内視鏡

次の日本経済の成長エンジンと目される医療関連産業。日本政府の成長戦略では柱に据えられ期待がかかる中で、がぜん注目を集めるのは、内視鏡の世界市場で70%と圧倒的なシェアを誇るオリンパス <7733> だ。医療機器の規制緩和も進むが、世界に目を向ければまだまだ厳しい状況にあり、これからが同社にとっても正念場だ。官民一体で臨む医療機器製造業が成長の原動力になれるか今後、問わることになりそうだ。

日本経済の現在の牽引役といえば、トヨタ自動車 <7203> がリードする自動車産業。今や押しもおされもせぬ日本経済の牽引役ながら、かつては、官民一体となり国際競争力の強化に努めた。その様は、躍起になって医療分野の競争力強化を図っている現在の政府の姿とも重なる。実際に、自由診療など大きな医療規制改革と併せて、医療機器の承認審査の迅速化などの支援策の提供が開始されているからだ。

日系医療機器製造大手の1社であるオリンパスにとっても、もちろん追い風が吹いている格好だ。


次の内視鏡”の開発進めるオリンパスの医療事業

同社自身も医療事業を着々と展開させており、その一つが経営の効率化だ。2014年末には、オリンパス本体と医療事業を担っていたオリンパスメディカルシステムズなどの間で、組織再編を実施。外国での医療機器への法規制へ対応や、医療機器の製造・販売をオリンパス本体で管理する体制へ移行した。

加えて、同社内でも製品開発がさらに進められており、内視鏡に続くヒット製品を模索する。外科分野の新製品として投入したサンダービートの展開をさらなる加速を図るなど、製品ラインナップ面の強化も図っている。ほかにも、2013年4月にソニー <6758> と合弁で設立したソニー・オリンパスメディカルソリューションズが開発を進める4K解像度技術、3D機能を持つ外科用内視鏡の開発が実を結ぶかも焦点の一つだ。

同社の医療事業は業績面でも好調そのもの。医療事業単体での実績では、2012年3月期の売り上げが3492億円だったところ、’13年3月期には3947億円と2桁以上の伸びを見せた。さらに、’14年3月期には売上高が4923億円となり、不安定な経済環境が続く中でも着実に成長してきた経緯がある。利益に焦点を移しても、’12年3月期で682億円、’13年3月期で871億円、’14年3月期で1127億円と着実に増加させており、いよいよ期待も膨らみそうだ。


海外医療機器市場ではまだまだ小規模なオリンパス

しかし、海外市場に目を向ければ、同社にとっての課題も多い。端的な例が事業規模で、売り上げを単純に比較すれば、それがよくわかる。

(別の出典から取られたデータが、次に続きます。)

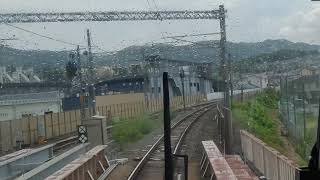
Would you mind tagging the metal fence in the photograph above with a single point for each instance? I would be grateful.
(31, 130)
(298, 108)
(268, 161)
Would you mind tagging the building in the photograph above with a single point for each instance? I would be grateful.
(18, 105)
(309, 71)
(148, 79)
(18, 76)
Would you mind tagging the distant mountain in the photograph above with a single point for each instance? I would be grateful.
(204, 51)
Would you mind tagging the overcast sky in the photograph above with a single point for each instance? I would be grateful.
(248, 20)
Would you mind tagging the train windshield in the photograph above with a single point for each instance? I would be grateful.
(152, 89)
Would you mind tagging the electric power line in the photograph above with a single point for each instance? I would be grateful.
(193, 35)
(43, 36)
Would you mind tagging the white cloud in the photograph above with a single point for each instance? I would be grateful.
(302, 26)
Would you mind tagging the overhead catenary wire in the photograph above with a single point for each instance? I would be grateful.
(43, 36)
(193, 35)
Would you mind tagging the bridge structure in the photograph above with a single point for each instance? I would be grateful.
(219, 14)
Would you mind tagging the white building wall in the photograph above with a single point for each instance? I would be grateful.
(16, 111)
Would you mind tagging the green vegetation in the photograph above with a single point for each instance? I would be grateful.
(254, 116)
(130, 130)
(264, 61)
(304, 145)
(260, 117)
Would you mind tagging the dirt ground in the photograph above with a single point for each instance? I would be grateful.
(204, 129)
(136, 150)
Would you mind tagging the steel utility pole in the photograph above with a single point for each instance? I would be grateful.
(231, 77)
(227, 107)
(168, 163)
(182, 84)
(82, 89)
(92, 103)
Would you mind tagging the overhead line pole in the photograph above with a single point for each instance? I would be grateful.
(82, 90)
(91, 75)
(227, 107)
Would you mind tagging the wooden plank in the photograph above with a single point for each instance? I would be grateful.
(6, 143)
(55, 124)
(48, 125)
(33, 123)
(25, 131)
(62, 123)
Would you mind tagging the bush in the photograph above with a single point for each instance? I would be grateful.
(269, 98)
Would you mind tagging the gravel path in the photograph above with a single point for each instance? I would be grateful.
(136, 150)
(204, 129)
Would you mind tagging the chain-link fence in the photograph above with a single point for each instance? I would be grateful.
(298, 106)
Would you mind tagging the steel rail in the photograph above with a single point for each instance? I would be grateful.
(145, 158)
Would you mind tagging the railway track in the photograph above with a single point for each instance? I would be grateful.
(151, 165)
(65, 144)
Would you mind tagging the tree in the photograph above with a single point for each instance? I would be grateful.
(71, 69)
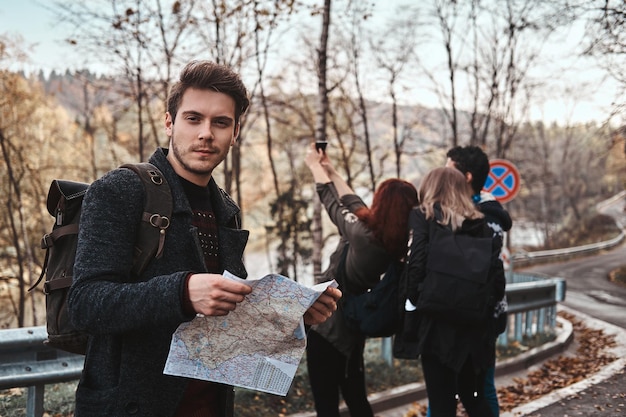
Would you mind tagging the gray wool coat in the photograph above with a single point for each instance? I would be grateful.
(131, 320)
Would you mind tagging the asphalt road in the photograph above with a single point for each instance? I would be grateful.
(588, 288)
(589, 291)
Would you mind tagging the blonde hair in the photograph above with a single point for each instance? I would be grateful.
(448, 187)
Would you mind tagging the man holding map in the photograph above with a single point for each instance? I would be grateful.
(131, 319)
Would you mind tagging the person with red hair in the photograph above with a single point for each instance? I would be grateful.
(376, 236)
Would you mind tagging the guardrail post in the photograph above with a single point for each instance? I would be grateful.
(541, 320)
(34, 403)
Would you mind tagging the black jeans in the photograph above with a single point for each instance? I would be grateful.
(331, 372)
(442, 385)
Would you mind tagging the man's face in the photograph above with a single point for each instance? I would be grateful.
(202, 134)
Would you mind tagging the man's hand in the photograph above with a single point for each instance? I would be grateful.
(214, 295)
(323, 308)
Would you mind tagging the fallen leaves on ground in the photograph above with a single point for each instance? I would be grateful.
(562, 371)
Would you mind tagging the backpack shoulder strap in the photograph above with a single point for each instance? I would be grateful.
(156, 215)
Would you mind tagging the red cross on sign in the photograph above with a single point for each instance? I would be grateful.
(503, 181)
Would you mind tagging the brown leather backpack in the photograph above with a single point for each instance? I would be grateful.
(64, 203)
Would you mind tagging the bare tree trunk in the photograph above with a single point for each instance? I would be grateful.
(320, 135)
(14, 189)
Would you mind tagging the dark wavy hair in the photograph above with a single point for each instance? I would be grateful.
(207, 75)
(474, 160)
(388, 216)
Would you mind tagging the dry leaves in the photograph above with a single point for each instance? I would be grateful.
(562, 371)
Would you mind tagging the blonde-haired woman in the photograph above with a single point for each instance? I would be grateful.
(454, 357)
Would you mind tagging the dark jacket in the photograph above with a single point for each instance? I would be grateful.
(130, 319)
(499, 220)
(451, 343)
(366, 261)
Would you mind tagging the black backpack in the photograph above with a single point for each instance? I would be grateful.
(64, 203)
(374, 313)
(457, 287)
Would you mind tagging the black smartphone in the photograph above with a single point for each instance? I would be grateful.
(321, 145)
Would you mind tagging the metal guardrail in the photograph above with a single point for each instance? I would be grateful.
(25, 361)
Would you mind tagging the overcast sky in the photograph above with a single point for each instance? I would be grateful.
(44, 40)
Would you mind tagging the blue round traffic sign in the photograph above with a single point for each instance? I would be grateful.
(503, 181)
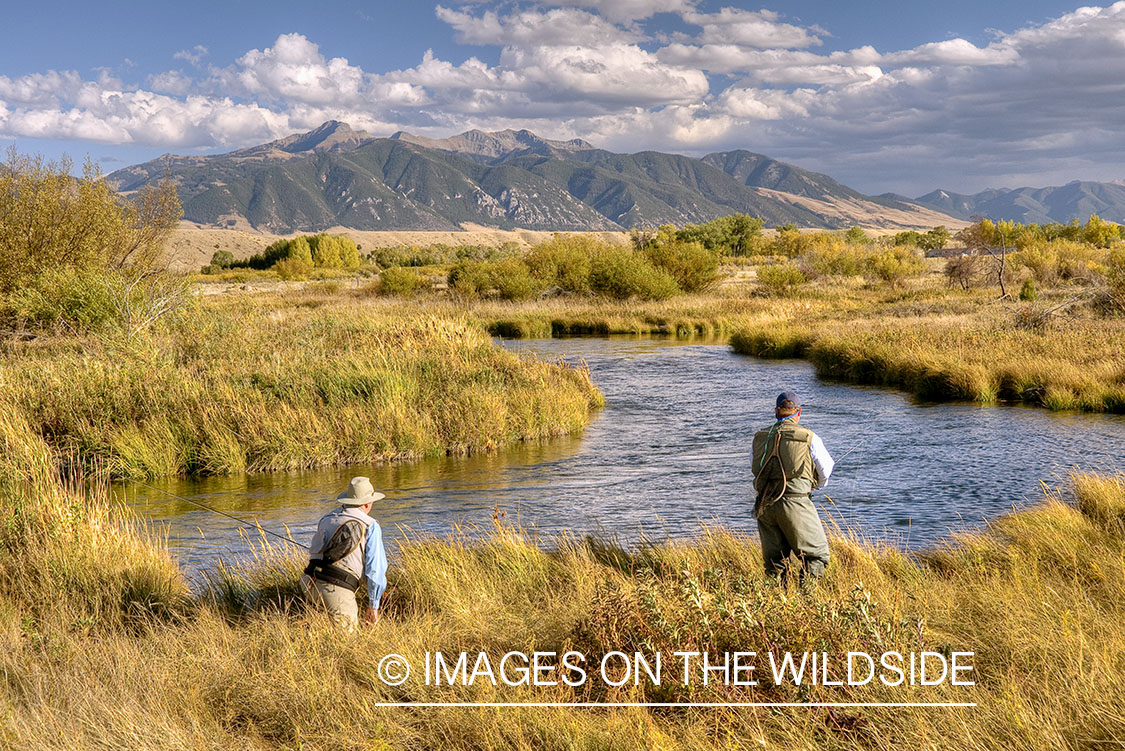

例えば、厚生労働省が公表した医療機器産業ビジョンの参考資料では、医療機器メーカーの売上高上位ランキングが紹介。2000年時点では、ジョンソン・エンド・ジョンソンが1兆1390億円で世界最大となり、その後に、バクスター・インターナショナルの7331億円と続く。さらに、アボット・ラボラトリーズの売り上げが6023億円、メドトロニックが5762億円の規模を示した。

他方で、日系医療機器メーカーはというと、東芝が2400億円、オリンパス光学工業が1956億円と2位となっている。

日系メーカー1位の東芝とジョンソンアンドジョンソンを比べると、世界第1位の医療機器メーカーの規模は日系メーカートップの実に4倍以上。まだまだ世界の強豪医療機器メーカーに比べると、小規模だと言える。

ただ、オリンパスの内視鏡のように小さな市場で圧倒的な実績を示している例もあり、望みが全くないわけではない。こうした強みを発揮している分野を梃子に、より大きなシェアを獲得できるか。次代の日本経済の成長エンジンの役割を担えるのか、我慢強く見守る必要がありそうだ。